A contributor's guide to how we develop metrics-lib #

Dear contributor to metrics-lib, this text is an attempt to tell you how we do development for this fine library. We highly encourage you to read it when making contributions to metrics-lib to make it easier for us to accept them. But we also invite you to question these guidelines and make suggestions if you see room for improvement.

Purpose

Before we go into the details of writing code, let's briefly talk about the purpose of metrics-lib. Back in 2011, the reason for creating this library was to avoid rewriting the same code over and over that would handle data gathered in the Tor network. metrics-lib is now being used in the major Java-based tools in the Tor metrics space, and it's being used by researchers to do one-off analyses of Tor network data.

Design overview

metrics-lib is not that big, so it shouldn't be difficult to go through the interfaces and classes to see what they are doing. But to give you a general overview, here are some highlights:

  • We tried to separate interfaces from implementation classes as much as possible and put them into different packages. As a rule of thumb, applications using metrics-lib should never need to import one of the implementation classes.
  • There are two types of classes: descriptor classes and classes that provide descriptor instances. For the first type there's a class for each method to obtain descriptors, and for the second type there's a class for pretty much each kind of descriptor that is available in the Tor network.

Dependencies

We tried to keep the number of dependencies as small as possible, and we tried to avoid adding any dependencies that wouldn't be available in common operating system distributions like Debian stable. That doesn't mean that we're opposed to add any further dependencies, but we need to keep in mind that any user of our library will have to add those dependencies, too.

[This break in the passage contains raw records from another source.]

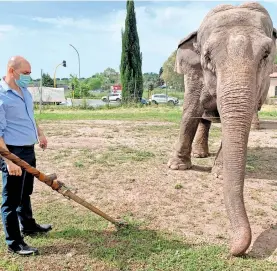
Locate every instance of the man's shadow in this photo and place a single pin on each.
(265, 244)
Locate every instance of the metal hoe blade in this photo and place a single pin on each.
(51, 180)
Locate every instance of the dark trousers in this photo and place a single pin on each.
(16, 202)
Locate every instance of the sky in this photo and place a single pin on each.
(41, 31)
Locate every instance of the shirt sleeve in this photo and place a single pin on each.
(3, 122)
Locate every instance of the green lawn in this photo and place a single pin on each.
(134, 248)
(153, 113)
(81, 240)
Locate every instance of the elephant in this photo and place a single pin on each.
(226, 65)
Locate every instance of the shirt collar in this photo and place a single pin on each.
(4, 85)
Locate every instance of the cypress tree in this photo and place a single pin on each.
(131, 58)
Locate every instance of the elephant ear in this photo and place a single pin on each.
(187, 56)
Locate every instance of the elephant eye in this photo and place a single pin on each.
(266, 54)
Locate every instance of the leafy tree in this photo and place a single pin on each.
(47, 81)
(131, 58)
(172, 78)
(150, 78)
(161, 81)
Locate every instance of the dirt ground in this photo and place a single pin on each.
(120, 166)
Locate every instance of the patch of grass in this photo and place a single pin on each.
(120, 154)
(63, 154)
(78, 164)
(77, 231)
(171, 114)
(9, 266)
(178, 186)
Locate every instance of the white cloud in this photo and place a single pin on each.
(98, 39)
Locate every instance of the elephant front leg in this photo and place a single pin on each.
(217, 168)
(200, 148)
(181, 158)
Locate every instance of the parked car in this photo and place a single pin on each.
(163, 99)
(144, 101)
(112, 97)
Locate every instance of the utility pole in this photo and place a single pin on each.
(40, 98)
(64, 64)
(78, 58)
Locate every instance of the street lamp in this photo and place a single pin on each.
(64, 64)
(78, 58)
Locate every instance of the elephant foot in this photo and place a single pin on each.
(240, 242)
(177, 163)
(199, 151)
(217, 171)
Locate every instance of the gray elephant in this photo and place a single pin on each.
(226, 66)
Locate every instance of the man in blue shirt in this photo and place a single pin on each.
(18, 133)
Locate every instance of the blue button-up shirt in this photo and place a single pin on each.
(17, 123)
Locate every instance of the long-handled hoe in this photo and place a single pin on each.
(51, 180)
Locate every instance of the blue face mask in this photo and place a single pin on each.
(23, 80)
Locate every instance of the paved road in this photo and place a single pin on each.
(89, 102)
(95, 103)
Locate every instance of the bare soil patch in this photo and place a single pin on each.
(120, 166)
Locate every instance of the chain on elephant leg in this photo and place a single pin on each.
(200, 147)
(179, 160)
(217, 169)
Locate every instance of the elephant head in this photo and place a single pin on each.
(236, 47)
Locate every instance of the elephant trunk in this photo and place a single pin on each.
(236, 102)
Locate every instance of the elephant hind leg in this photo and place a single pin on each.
(200, 148)
(217, 168)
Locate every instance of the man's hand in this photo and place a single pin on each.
(14, 169)
(42, 142)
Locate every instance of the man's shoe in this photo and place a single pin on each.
(43, 228)
(23, 250)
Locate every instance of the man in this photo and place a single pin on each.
(18, 133)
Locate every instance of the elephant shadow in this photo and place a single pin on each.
(261, 163)
(265, 244)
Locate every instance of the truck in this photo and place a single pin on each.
(49, 95)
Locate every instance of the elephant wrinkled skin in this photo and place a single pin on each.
(226, 66)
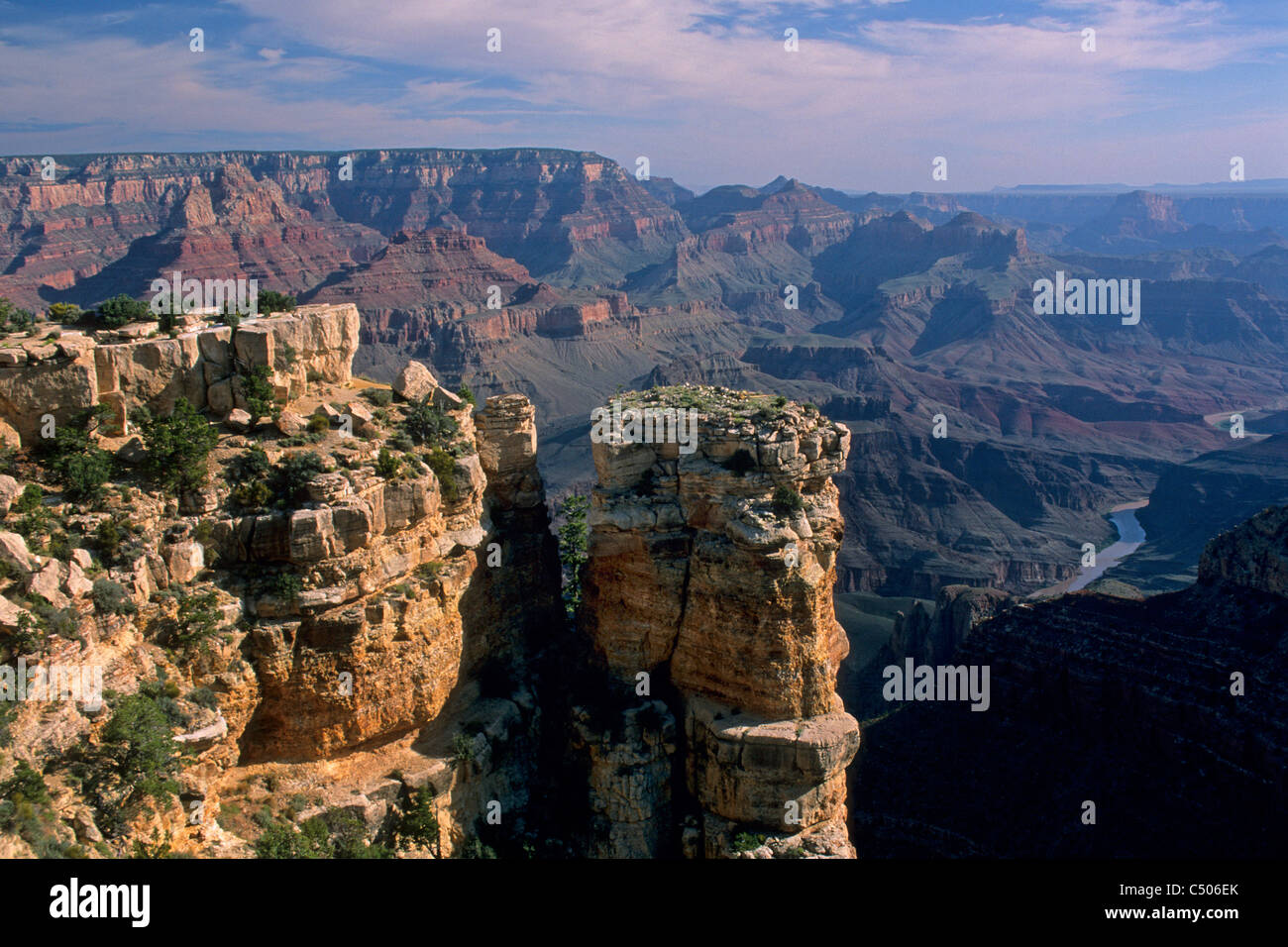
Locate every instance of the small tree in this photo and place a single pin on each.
(290, 478)
(426, 423)
(572, 549)
(270, 300)
(136, 761)
(258, 390)
(196, 621)
(178, 446)
(121, 309)
(387, 464)
(248, 474)
(78, 464)
(64, 312)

metrics-lib currently has the following dependencies to compile:

  • Apache Commons Compression 1.9 (go to the project page at https://commons.apache.org/proper/commons-compress/ and select Download, Archives, Binaries, and then the tarball or zip file for version 1.9.)
  • XZ for Java 1.5 (the project page at http://tukaani.org/xz/java.html contains the most recent version, but older versions need to be retrieved from http://mvnrepository.com/artifact/org.tukaani/xz.)
  • JUnit 4.11 and Hamcrest 1.3 (go to the JUnit project page at http://junit.org/ and select Download and install, junit.jar, version 4.11, and hamcrest-core.jar, version 1.3.)

Code style

We're using a code style that is not really formally defined but that roughly follows these rules:

  • We avoid tabs and favor 2 spaces where other people would use a tab.
  • We break lines after at most 74 characters and indent new lines with 4 spaces.
  • Every public interface or method should have a JavaDoc comment, which should be a full sentence. We failed to do this in large parts of the current code where we used comments instead of JavaDoc comments, but we should fix that at some point.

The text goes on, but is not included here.